It’s not often that a F&SF writer can use one of his own books to show the shortcomings of statistics. However, as I write this, Solar Express has an “average” rating of three stars [3.2 stars, to be more exact], yet precisely one reader has given it a three star rating. Fifty-nine percent of the reader reviewers like it fairly well or a lot, and thirty-eight percent dislike it a little or a lot. So much for averages.
Yet as a society we tend to rely on statistics, all too often without really understanding what they mean. How often have you read a news item that states that eating something or using a certain product will increase the likelihood of getting cancer, or diabetes, or something else horrendous by ten or twenty or even a hundred percent? Yet do these statements ever point out the baseline risk?
For example, some advocates of using statin drugs [such as Lipitor] claim that use of statins reduces the incidence of heart disease by 50%. According to clinical studies over any five year period, roughly 2% of American males in the 50-60 age group will suffer a non-fatal myocardial infarction. Studies also show that statin use will reduce that rate to one percent.

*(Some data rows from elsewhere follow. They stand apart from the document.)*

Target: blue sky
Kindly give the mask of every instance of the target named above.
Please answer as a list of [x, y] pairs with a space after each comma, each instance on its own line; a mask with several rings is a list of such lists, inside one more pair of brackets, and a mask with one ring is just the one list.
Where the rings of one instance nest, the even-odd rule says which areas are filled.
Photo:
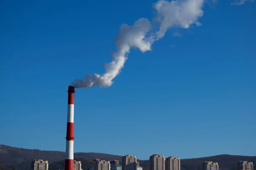
[[[64, 151], [68, 86], [104, 73], [119, 26], [156, 2], [2, 1], [0, 144]], [[234, 2], [132, 48], [112, 86], [77, 89], [74, 151], [255, 156], [256, 4]]]

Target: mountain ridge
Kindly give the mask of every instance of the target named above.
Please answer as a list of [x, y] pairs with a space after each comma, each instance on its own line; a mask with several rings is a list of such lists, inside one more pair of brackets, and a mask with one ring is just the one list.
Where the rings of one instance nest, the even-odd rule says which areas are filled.
[[[74, 156], [75, 160], [81, 161], [83, 170], [87, 170], [89, 167], [94, 165], [93, 159], [106, 161], [112, 159], [121, 161], [123, 156], [96, 152], [78, 152], [74, 153]], [[49, 170], [64, 167], [64, 152], [25, 149], [0, 144], [0, 167], [9, 169], [15, 167], [17, 170], [30, 170], [32, 162], [37, 159], [48, 161]], [[148, 160], [137, 160], [140, 162], [140, 166], [143, 167], [143, 170], [148, 170]], [[218, 162], [220, 170], [234, 170], [236, 164], [244, 160], [256, 162], [256, 156], [221, 154], [181, 159], [180, 170], [201, 170], [201, 164], [207, 161]]]

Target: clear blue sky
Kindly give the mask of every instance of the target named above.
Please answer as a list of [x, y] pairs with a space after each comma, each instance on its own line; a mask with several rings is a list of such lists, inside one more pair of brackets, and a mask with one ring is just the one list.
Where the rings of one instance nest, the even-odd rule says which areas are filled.
[[[104, 73], [119, 27], [155, 2], [1, 1], [0, 144], [64, 151], [68, 86]], [[232, 2], [132, 50], [112, 86], [77, 89], [74, 151], [255, 156], [256, 3]]]

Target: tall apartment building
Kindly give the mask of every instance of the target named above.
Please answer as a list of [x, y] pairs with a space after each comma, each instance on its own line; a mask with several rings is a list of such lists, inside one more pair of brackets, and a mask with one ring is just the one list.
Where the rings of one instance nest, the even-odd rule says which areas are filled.
[[48, 170], [47, 161], [43, 159], [35, 159], [31, 163], [31, 170]]
[[136, 166], [137, 167], [140, 167], [140, 162], [139, 161], [137, 161], [136, 162]]
[[82, 170], [81, 161], [74, 160], [74, 170]]
[[95, 162], [95, 170], [111, 170], [110, 162], [97, 160]]
[[115, 170], [122, 170], [122, 165], [115, 166]]
[[119, 165], [119, 161], [118, 160], [112, 160], [110, 161], [111, 170], [115, 170], [116, 165]]
[[206, 161], [203, 164], [202, 170], [218, 170], [218, 162]]
[[136, 156], [126, 155], [122, 160], [122, 170], [136, 170], [137, 167]]
[[236, 170], [253, 170], [253, 164], [248, 161], [240, 161], [236, 164]]
[[166, 170], [180, 170], [180, 159], [175, 156], [169, 156], [165, 160]]
[[153, 154], [149, 157], [149, 170], [164, 170], [164, 156]]

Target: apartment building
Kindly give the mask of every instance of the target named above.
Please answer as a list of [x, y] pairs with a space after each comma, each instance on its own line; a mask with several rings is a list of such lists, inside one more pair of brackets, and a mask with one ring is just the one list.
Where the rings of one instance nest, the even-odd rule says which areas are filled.
[[136, 162], [136, 166], [137, 167], [140, 167], [140, 162], [139, 161], [137, 161]]
[[74, 160], [73, 167], [74, 170], [82, 170], [82, 164], [81, 161], [77, 161]]
[[126, 155], [122, 160], [122, 170], [136, 170], [137, 159], [136, 156]]
[[111, 170], [115, 170], [116, 165], [119, 165], [119, 161], [118, 160], [112, 160], [110, 161]]
[[218, 170], [218, 162], [206, 161], [203, 164], [202, 170]]
[[115, 170], [122, 170], [122, 165], [116, 165]]
[[236, 170], [253, 170], [253, 164], [248, 161], [240, 161], [236, 164]]
[[169, 156], [165, 160], [166, 170], [180, 170], [180, 159], [179, 157]]
[[149, 157], [149, 170], [164, 170], [164, 156], [153, 154]]
[[43, 159], [35, 159], [31, 163], [31, 170], [48, 170], [47, 161]]
[[97, 160], [95, 162], [95, 170], [111, 170], [110, 162]]

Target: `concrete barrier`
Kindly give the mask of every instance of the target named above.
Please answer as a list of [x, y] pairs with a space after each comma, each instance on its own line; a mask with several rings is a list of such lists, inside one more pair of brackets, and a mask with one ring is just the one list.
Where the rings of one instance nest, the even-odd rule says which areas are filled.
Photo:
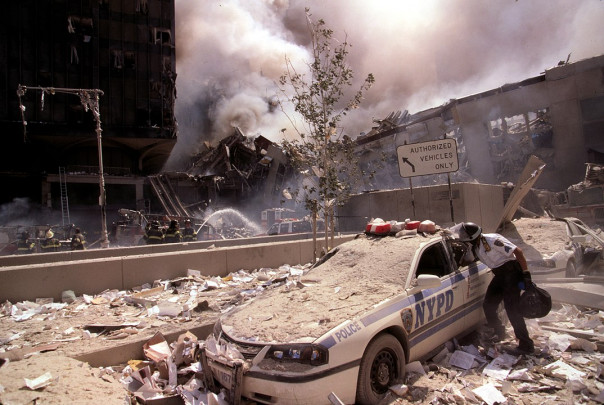
[[[362, 229], [361, 229], [362, 231]], [[323, 240], [324, 235], [318, 234], [318, 239]], [[29, 255], [0, 256], [0, 267], [24, 266], [32, 264], [46, 264], [52, 262], [67, 262], [73, 260], [101, 259], [108, 257], [122, 257], [132, 255], [144, 255], [151, 253], [168, 253], [177, 251], [189, 251], [215, 247], [233, 247], [250, 244], [275, 243], [284, 241], [311, 240], [311, 233], [298, 233], [278, 236], [256, 236], [253, 238], [206, 240], [185, 243], [167, 243], [161, 245], [142, 245], [114, 247], [109, 249], [89, 249], [52, 253], [36, 253]]]
[[[355, 235], [339, 236], [334, 239], [334, 246], [354, 237]], [[324, 241], [317, 242], [320, 251]], [[123, 254], [139, 250], [120, 251]], [[273, 239], [272, 243], [244, 246], [4, 266], [0, 267], [0, 302], [36, 298], [53, 298], [58, 301], [65, 290], [73, 290], [78, 296], [98, 294], [107, 289], [127, 290], [154, 280], [184, 276], [187, 269], [199, 270], [207, 276], [226, 276], [240, 269], [252, 271], [283, 264], [305, 264], [312, 261], [312, 252], [312, 240], [276, 242]]]

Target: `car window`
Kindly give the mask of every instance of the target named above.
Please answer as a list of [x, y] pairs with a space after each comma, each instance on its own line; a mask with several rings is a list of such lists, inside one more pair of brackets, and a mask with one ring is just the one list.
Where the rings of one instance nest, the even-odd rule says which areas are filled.
[[449, 265], [445, 258], [445, 249], [441, 243], [428, 247], [422, 253], [417, 266], [416, 277], [421, 274], [433, 274], [443, 277], [450, 273]]
[[269, 235], [277, 235], [279, 233], [279, 224], [273, 224], [269, 229], [267, 234]]
[[[457, 266], [457, 268], [467, 266], [477, 260], [474, 255], [467, 255], [470, 248], [464, 242], [449, 239], [447, 240], [447, 246], [449, 248], [449, 251], [451, 252], [453, 262], [455, 263], [455, 266]], [[471, 260], [468, 259], [468, 256], [471, 258]]]

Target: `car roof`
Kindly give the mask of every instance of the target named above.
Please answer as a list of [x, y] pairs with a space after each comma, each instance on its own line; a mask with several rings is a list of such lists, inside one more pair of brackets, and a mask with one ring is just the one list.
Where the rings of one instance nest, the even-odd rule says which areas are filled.
[[[302, 286], [273, 288], [224, 315], [223, 329], [238, 340], [312, 341], [403, 293], [415, 252], [430, 240], [359, 235], [306, 273]], [[309, 321], [297, 320], [296, 314]]]

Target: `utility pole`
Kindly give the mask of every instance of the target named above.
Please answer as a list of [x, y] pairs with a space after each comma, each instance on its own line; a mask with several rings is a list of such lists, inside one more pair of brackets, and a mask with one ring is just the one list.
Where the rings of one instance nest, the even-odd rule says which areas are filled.
[[23, 120], [23, 138], [26, 138], [27, 121], [25, 121], [25, 106], [21, 102], [21, 97], [25, 95], [27, 90], [40, 90], [41, 93], [41, 104], [44, 109], [44, 94], [54, 95], [56, 93], [73, 94], [80, 97], [80, 102], [84, 107], [84, 111], [92, 111], [94, 120], [96, 122], [96, 138], [97, 146], [99, 151], [99, 205], [101, 206], [101, 247], [106, 249], [109, 247], [109, 238], [107, 234], [107, 201], [105, 195], [105, 176], [103, 174], [103, 144], [101, 133], [101, 111], [100, 111], [100, 100], [99, 97], [104, 93], [99, 89], [70, 89], [60, 87], [35, 87], [35, 86], [22, 86], [17, 87], [17, 96], [19, 97], [19, 109], [21, 110], [21, 119]]

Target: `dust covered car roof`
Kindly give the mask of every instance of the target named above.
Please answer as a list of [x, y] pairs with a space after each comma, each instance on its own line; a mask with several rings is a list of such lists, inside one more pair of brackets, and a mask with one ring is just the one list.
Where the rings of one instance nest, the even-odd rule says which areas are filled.
[[297, 283], [270, 289], [223, 315], [223, 330], [251, 342], [314, 340], [402, 293], [414, 254], [428, 240], [359, 235]]

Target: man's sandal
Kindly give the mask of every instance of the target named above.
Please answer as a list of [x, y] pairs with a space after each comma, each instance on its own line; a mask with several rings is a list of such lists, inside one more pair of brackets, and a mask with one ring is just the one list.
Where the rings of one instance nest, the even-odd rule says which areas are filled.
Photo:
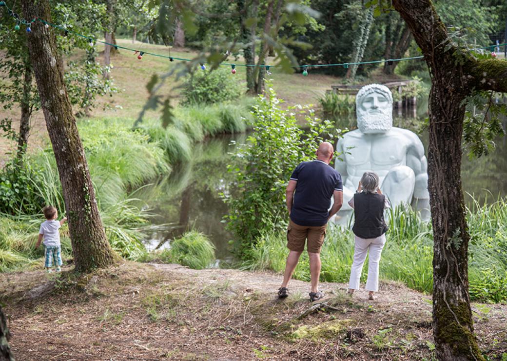
[[317, 300], [320, 300], [324, 297], [324, 294], [320, 291], [317, 291], [317, 292], [310, 292], [308, 294], [310, 295], [310, 302], [314, 302]]
[[288, 296], [288, 290], [286, 287], [280, 287], [278, 288], [278, 298], [285, 298]]

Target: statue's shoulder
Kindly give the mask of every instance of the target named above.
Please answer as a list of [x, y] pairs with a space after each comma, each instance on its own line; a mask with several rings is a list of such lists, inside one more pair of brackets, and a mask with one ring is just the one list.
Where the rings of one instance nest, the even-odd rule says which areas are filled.
[[356, 139], [357, 138], [362, 138], [363, 135], [364, 134], [359, 129], [355, 129], [354, 130], [351, 130], [349, 132], [347, 132], [343, 134], [343, 139]]
[[395, 134], [397, 135], [401, 135], [407, 138], [409, 138], [411, 139], [417, 139], [418, 141], [421, 141], [421, 139], [419, 138], [419, 136], [412, 130], [409, 130], [408, 129], [406, 129], [403, 128], [393, 127], [391, 128], [389, 131], [391, 132], [393, 134]]

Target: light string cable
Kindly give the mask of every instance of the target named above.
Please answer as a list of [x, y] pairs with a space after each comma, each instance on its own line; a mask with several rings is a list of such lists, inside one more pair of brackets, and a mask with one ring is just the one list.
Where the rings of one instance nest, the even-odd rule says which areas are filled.
[[[174, 60], [180, 60], [181, 61], [194, 61], [194, 60], [192, 59], [188, 59], [186, 58], [179, 58], [175, 56], [172, 56], [170, 55], [164, 55], [161, 54], [157, 54], [156, 53], [151, 53], [148, 51], [142, 51], [136, 49], [133, 49], [132, 48], [128, 48], [127, 47], [122, 46], [121, 45], [118, 45], [117, 44], [113, 44], [110, 43], [107, 43], [107, 42], [102, 41], [101, 40], [99, 40], [96, 38], [93, 37], [89, 37], [86, 35], [83, 35], [79, 32], [75, 31], [73, 30], [70, 30], [66, 28], [65, 26], [62, 26], [61, 25], [57, 25], [56, 24], [52, 24], [48, 21], [47, 21], [43, 19], [40, 18], [35, 18], [33, 19], [30, 21], [26, 20], [19, 16], [19, 15], [16, 13], [14, 12], [13, 10], [9, 9], [6, 4], [5, 1], [0, 1], [0, 7], [3, 7], [6, 8], [7, 10], [7, 12], [9, 15], [12, 16], [15, 18], [16, 21], [16, 25], [14, 27], [15, 29], [19, 30], [20, 28], [20, 24], [23, 24], [26, 25], [26, 31], [27, 32], [30, 32], [31, 31], [31, 26], [32, 24], [37, 21], [40, 21], [42, 23], [44, 24], [46, 27], [49, 27], [49, 26], [52, 26], [55, 28], [59, 29], [59, 30], [63, 31], [65, 35], [67, 35], [68, 33], [74, 34], [74, 35], [82, 38], [85, 39], [87, 39], [89, 41], [90, 44], [94, 44], [96, 43], [100, 43], [103, 44], [104, 45], [108, 45], [109, 46], [113, 47], [115, 49], [122, 49], [125, 50], [129, 50], [130, 51], [132, 51], [134, 52], [134, 54], [139, 54], [137, 56], [138, 59], [140, 60], [142, 59], [143, 55], [152, 55], [152, 56], [156, 56], [161, 58], [165, 58], [168, 59], [170, 61], [173, 61]], [[494, 49], [497, 47], [499, 47], [501, 46], [507, 46], [507, 43], [505, 43], [501, 44], [495, 44], [494, 45], [488, 45], [487, 46], [481, 47], [480, 48], [474, 48], [473, 50], [480, 50], [484, 49]], [[492, 57], [495, 57], [496, 56], [496, 54], [495, 53], [494, 51], [491, 52], [491, 56]], [[306, 76], [308, 75], [308, 69], [311, 68], [316, 68], [316, 67], [322, 67], [327, 66], [343, 66], [343, 67], [347, 68], [350, 65], [365, 65], [368, 64], [378, 64], [379, 63], [387, 63], [388, 64], [391, 64], [394, 61], [403, 61], [405, 60], [412, 60], [418, 59], [422, 59], [424, 57], [423, 55], [419, 55], [418, 56], [411, 56], [406, 58], [399, 58], [397, 59], [381, 59], [379, 60], [370, 60], [368, 61], [358, 61], [356, 62], [352, 63], [331, 63], [331, 64], [315, 64], [313, 65], [294, 65], [294, 67], [300, 68], [303, 69], [303, 75]], [[204, 63], [203, 62], [199, 63], [201, 66], [201, 69], [203, 70], [205, 69], [205, 66], [204, 66]], [[237, 66], [256, 66], [259, 67], [264, 67], [266, 69], [266, 70], [268, 72], [269, 71], [270, 68], [271, 67], [277, 67], [279, 65], [269, 65], [264, 64], [235, 64], [234, 63], [228, 63], [228, 62], [222, 62], [219, 64], [221, 66], [231, 66], [232, 68], [232, 73], [234, 74], [236, 74], [236, 67]]]

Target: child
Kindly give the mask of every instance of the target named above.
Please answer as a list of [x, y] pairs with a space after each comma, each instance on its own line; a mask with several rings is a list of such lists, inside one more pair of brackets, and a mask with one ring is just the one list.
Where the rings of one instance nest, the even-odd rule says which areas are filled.
[[43, 237], [44, 238], [44, 246], [46, 247], [46, 261], [44, 267], [48, 273], [51, 271], [51, 264], [54, 261], [56, 266], [56, 272], [60, 272], [61, 269], [62, 258], [60, 256], [60, 233], [58, 229], [61, 227], [67, 220], [67, 217], [64, 217], [61, 221], [56, 221], [58, 216], [58, 212], [56, 208], [52, 206], [45, 207], [42, 211], [44, 216], [47, 220], [41, 225], [41, 230], [39, 232], [39, 239], [35, 247], [37, 249], [41, 244]]
[[348, 293], [352, 295], [359, 288], [359, 280], [366, 255], [370, 253], [368, 279], [366, 289], [368, 298], [375, 299], [378, 290], [379, 262], [385, 244], [387, 226], [384, 221], [384, 209], [390, 206], [389, 201], [379, 188], [379, 176], [373, 172], [366, 172], [361, 178], [357, 191], [349, 201], [354, 208], [355, 221], [352, 231], [355, 235], [354, 262], [350, 270]]

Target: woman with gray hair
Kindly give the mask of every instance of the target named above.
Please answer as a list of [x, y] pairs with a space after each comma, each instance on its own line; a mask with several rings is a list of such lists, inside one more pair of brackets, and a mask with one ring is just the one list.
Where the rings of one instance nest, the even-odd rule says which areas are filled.
[[365, 172], [359, 182], [355, 194], [348, 202], [354, 208], [355, 220], [352, 231], [355, 235], [354, 262], [350, 270], [348, 293], [359, 288], [359, 279], [366, 256], [370, 253], [368, 278], [366, 289], [368, 298], [375, 299], [378, 291], [379, 262], [385, 244], [387, 226], [384, 221], [384, 209], [390, 204], [379, 188], [379, 176], [374, 172]]

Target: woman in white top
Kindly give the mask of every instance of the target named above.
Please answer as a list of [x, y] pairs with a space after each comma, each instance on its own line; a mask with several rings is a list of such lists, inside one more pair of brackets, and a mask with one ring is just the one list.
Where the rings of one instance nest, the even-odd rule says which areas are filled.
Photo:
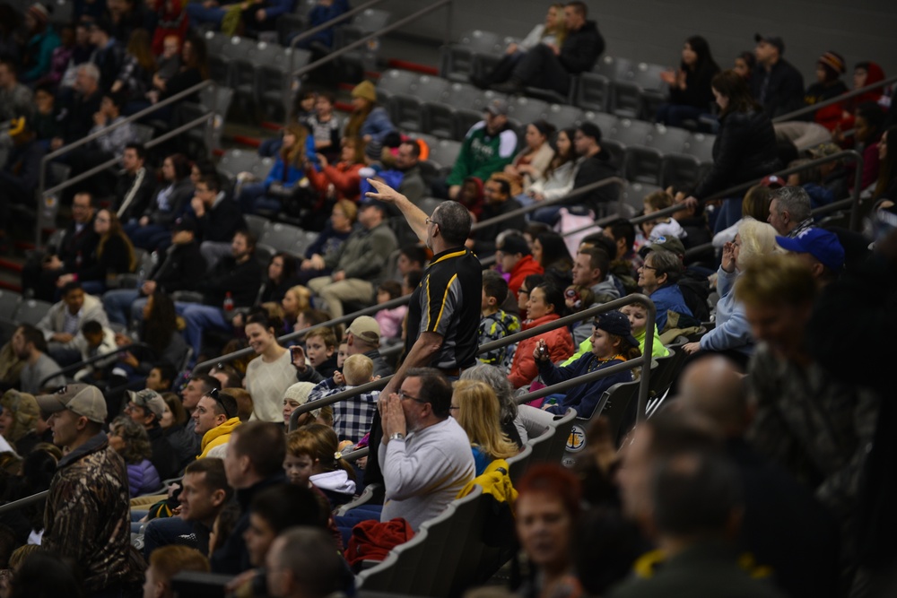
[[513, 195], [527, 193], [536, 181], [544, 178], [554, 157], [554, 150], [548, 143], [553, 133], [554, 126], [541, 118], [527, 126], [527, 147], [514, 156], [504, 170], [510, 178]]
[[[529, 192], [518, 195], [517, 199], [524, 205], [533, 202], [544, 202], [563, 197], [573, 188], [573, 178], [576, 176], [576, 152], [573, 151], [574, 129], [561, 129], [554, 139], [554, 157], [552, 158], [544, 178], [537, 180], [529, 187]], [[553, 210], [554, 206], [544, 208]], [[539, 220], [540, 210], [533, 213], [531, 220]]]
[[246, 368], [246, 390], [252, 395], [250, 420], [283, 422], [283, 393], [296, 382], [290, 351], [277, 343], [274, 331], [283, 326], [275, 319], [261, 311], [246, 321], [246, 337], [258, 356]]
[[533, 28], [526, 38], [519, 42], [508, 45], [505, 56], [489, 72], [479, 75], [471, 75], [470, 82], [481, 89], [487, 89], [495, 83], [504, 82], [510, 77], [514, 66], [524, 55], [539, 44], [548, 44], [561, 48], [563, 44], [567, 30], [563, 21], [563, 4], [552, 4], [545, 14], [545, 22]]

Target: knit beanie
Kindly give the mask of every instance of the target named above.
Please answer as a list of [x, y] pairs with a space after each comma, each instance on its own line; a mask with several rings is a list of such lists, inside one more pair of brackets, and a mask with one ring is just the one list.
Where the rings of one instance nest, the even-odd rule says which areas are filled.
[[13, 425], [10, 429], [4, 430], [3, 434], [10, 442], [18, 442], [37, 427], [40, 410], [33, 394], [7, 390], [0, 398], [0, 406], [4, 411], [9, 411], [13, 416]]
[[352, 91], [353, 98], [364, 98], [371, 104], [377, 101], [377, 88], [370, 81], [362, 81]]
[[[300, 405], [304, 405], [309, 402], [309, 393], [310, 393], [311, 389], [314, 387], [315, 385], [310, 382], [297, 382], [286, 389], [286, 392], [283, 393], [283, 398], [291, 399]], [[317, 418], [321, 414], [321, 410], [316, 409], [311, 412], [311, 414]]]
[[29, 7], [27, 14], [30, 14], [34, 22], [37, 23], [36, 29], [42, 30], [47, 26], [47, 22], [49, 21], [49, 14], [47, 13], [47, 7], [40, 4], [31, 4]]

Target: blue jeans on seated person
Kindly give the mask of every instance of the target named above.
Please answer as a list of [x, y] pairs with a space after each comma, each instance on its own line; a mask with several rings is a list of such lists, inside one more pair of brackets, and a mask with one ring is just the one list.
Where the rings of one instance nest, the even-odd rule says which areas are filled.
[[225, 333], [232, 330], [231, 320], [225, 316], [224, 310], [221, 308], [213, 308], [201, 303], [177, 301], [174, 304], [174, 308], [187, 324], [187, 327], [184, 329], [184, 338], [187, 339], [187, 343], [193, 348], [191, 366], [196, 362], [196, 358], [199, 357], [199, 352], [203, 348], [204, 330], [215, 328]]
[[344, 516], [334, 517], [336, 523], [336, 529], [343, 534], [343, 546], [349, 546], [349, 539], [352, 538], [352, 528], [362, 521], [371, 519], [380, 520], [380, 514], [383, 512], [383, 505], [361, 505], [347, 511]]

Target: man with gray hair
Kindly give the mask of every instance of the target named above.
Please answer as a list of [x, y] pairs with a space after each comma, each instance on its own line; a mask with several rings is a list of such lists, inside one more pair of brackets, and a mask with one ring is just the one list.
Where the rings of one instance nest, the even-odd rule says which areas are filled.
[[79, 66], [74, 78], [74, 100], [62, 121], [62, 136], [54, 137], [50, 142], [51, 150], [58, 150], [90, 134], [93, 115], [100, 112], [102, 95], [100, 69], [96, 65], [86, 63]]
[[800, 186], [783, 186], [773, 191], [770, 204], [772, 228], [782, 237], [796, 238], [813, 226], [810, 215], [810, 195]]
[[271, 543], [266, 557], [268, 594], [277, 598], [325, 598], [349, 578], [334, 540], [313, 527], [292, 527]]

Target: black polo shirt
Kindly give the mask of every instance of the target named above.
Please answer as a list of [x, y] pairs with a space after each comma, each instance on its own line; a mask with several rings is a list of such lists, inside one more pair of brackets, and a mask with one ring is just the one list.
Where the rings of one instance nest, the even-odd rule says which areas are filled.
[[453, 247], [433, 256], [408, 305], [405, 353], [431, 332], [442, 337], [431, 368], [475, 365], [482, 296], [483, 266], [474, 252]]

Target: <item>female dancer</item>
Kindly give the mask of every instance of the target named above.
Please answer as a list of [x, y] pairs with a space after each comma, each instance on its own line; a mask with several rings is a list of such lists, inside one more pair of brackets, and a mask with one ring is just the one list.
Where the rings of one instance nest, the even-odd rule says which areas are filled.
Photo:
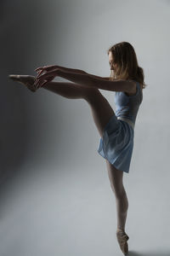
[[[127, 255], [129, 239], [125, 232], [128, 201], [123, 186], [123, 172], [129, 172], [133, 148], [134, 125], [145, 87], [143, 69], [139, 67], [133, 47], [128, 42], [114, 44], [108, 49], [110, 77], [99, 77], [82, 70], [60, 66], [45, 66], [36, 69], [37, 78], [9, 75], [31, 91], [42, 87], [69, 99], [84, 99], [92, 111], [100, 135], [98, 152], [106, 160], [110, 187], [116, 202], [116, 237]], [[55, 77], [73, 83], [52, 82]], [[115, 91], [116, 111], [99, 89]]]

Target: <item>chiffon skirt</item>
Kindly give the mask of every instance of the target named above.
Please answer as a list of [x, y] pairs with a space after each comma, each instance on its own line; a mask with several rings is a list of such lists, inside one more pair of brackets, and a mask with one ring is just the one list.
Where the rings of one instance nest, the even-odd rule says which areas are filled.
[[129, 172], [133, 148], [133, 128], [114, 114], [100, 137], [98, 153], [116, 169]]

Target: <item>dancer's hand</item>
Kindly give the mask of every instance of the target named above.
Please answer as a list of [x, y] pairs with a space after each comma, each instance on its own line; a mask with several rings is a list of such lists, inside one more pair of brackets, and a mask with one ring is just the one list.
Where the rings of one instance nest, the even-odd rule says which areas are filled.
[[48, 71], [44, 74], [38, 75], [34, 82], [36, 88], [40, 88], [44, 86], [47, 83], [52, 81], [59, 74], [59, 69], [54, 69], [53, 71]]
[[35, 69], [36, 73], [38, 74], [37, 77], [39, 77], [44, 71], [53, 71], [58, 68], [57, 65], [49, 65], [49, 66], [43, 66], [40, 67]]
[[31, 90], [33, 92], [35, 92], [37, 90], [37, 89], [33, 85], [35, 79], [36, 79], [34, 76], [9, 74], [8, 78], [10, 79], [12, 79], [13, 81], [16, 81], [16, 82], [25, 84], [29, 90]]

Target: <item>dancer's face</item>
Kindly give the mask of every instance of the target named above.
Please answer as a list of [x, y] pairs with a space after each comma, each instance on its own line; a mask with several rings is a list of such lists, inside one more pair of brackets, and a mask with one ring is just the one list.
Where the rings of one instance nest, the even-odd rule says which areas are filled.
[[115, 70], [116, 68], [116, 64], [114, 63], [114, 57], [111, 51], [109, 52], [109, 63], [110, 70]]

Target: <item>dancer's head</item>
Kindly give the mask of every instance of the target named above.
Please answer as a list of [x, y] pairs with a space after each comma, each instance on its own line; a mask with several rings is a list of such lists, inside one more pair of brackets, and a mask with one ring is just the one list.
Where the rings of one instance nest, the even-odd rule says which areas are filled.
[[136, 53], [133, 47], [128, 42], [121, 42], [110, 47], [107, 50], [109, 62], [110, 66], [110, 78], [116, 79], [132, 79], [143, 84], [143, 68], [139, 67]]

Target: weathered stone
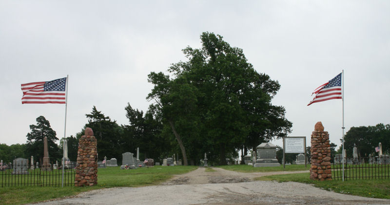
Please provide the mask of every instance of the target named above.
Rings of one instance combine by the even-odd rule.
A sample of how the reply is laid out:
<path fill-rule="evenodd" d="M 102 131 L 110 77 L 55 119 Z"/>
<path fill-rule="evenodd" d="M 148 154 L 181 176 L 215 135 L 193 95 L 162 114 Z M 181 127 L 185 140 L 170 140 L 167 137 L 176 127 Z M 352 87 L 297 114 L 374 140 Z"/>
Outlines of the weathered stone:
<path fill-rule="evenodd" d="M 329 134 L 324 131 L 321 122 L 314 126 L 311 139 L 310 179 L 320 181 L 332 179 Z"/>
<path fill-rule="evenodd" d="M 92 129 L 90 128 L 85 128 L 85 132 L 84 135 L 86 136 L 93 136 L 94 135 L 94 131 L 92 131 Z"/>
<path fill-rule="evenodd" d="M 79 166 L 76 168 L 75 186 L 91 186 L 97 184 L 97 145 L 92 130 L 86 128 L 85 135 L 78 141 L 77 159 Z"/>
<path fill-rule="evenodd" d="M 315 125 L 314 126 L 314 130 L 316 131 L 323 131 L 324 126 L 322 126 L 322 123 L 321 122 L 318 122 L 315 123 Z"/>

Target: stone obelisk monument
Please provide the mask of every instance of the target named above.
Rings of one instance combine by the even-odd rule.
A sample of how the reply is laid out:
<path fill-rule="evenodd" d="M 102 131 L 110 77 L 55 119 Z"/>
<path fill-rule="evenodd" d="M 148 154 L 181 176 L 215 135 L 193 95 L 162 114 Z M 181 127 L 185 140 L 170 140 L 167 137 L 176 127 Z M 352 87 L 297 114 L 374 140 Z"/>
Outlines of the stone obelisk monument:
<path fill-rule="evenodd" d="M 46 136 L 43 138 L 43 163 L 42 164 L 42 169 L 44 171 L 52 170 L 49 150 L 47 149 L 47 137 Z"/>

That is indeed a fifty percent reduction rate, but it’s only an actual risk reduction of one percent. Other studies showed that the decrease in mortality from fatal heart-related factors was offset almost completely in patients older than 70 by a corresponding increase in cancer deaths. But unless you or your doctor read the fine print in the studies, all you’re likely to hear is the fifty percent reduction in heart events. And if cancer runs in your family… well, you just might be better off not jumping at that “50% reduction.”
And take family income. In 2014 average [mean] family income was $72,641, but the median income [the amount where half the families make more and half make less] was only $51,939, or $20,702 – 40% less than the average. As a result, actually, about 67% of U.S. families make less than the “average.” Nor do such averages consider that one third of all American families live “paycheck to paycheck” and that 66% of those families are middle class with a median income of $41,000, well below the “average” family income.
Or take firearms. While there are 88 guns for every hundred Americans, all those firearms are actually in the hands of 43% of U.S. households.
Or… if you look at the Amazon stars, Solar Express is just an average book, despite the fact that only one person thought so.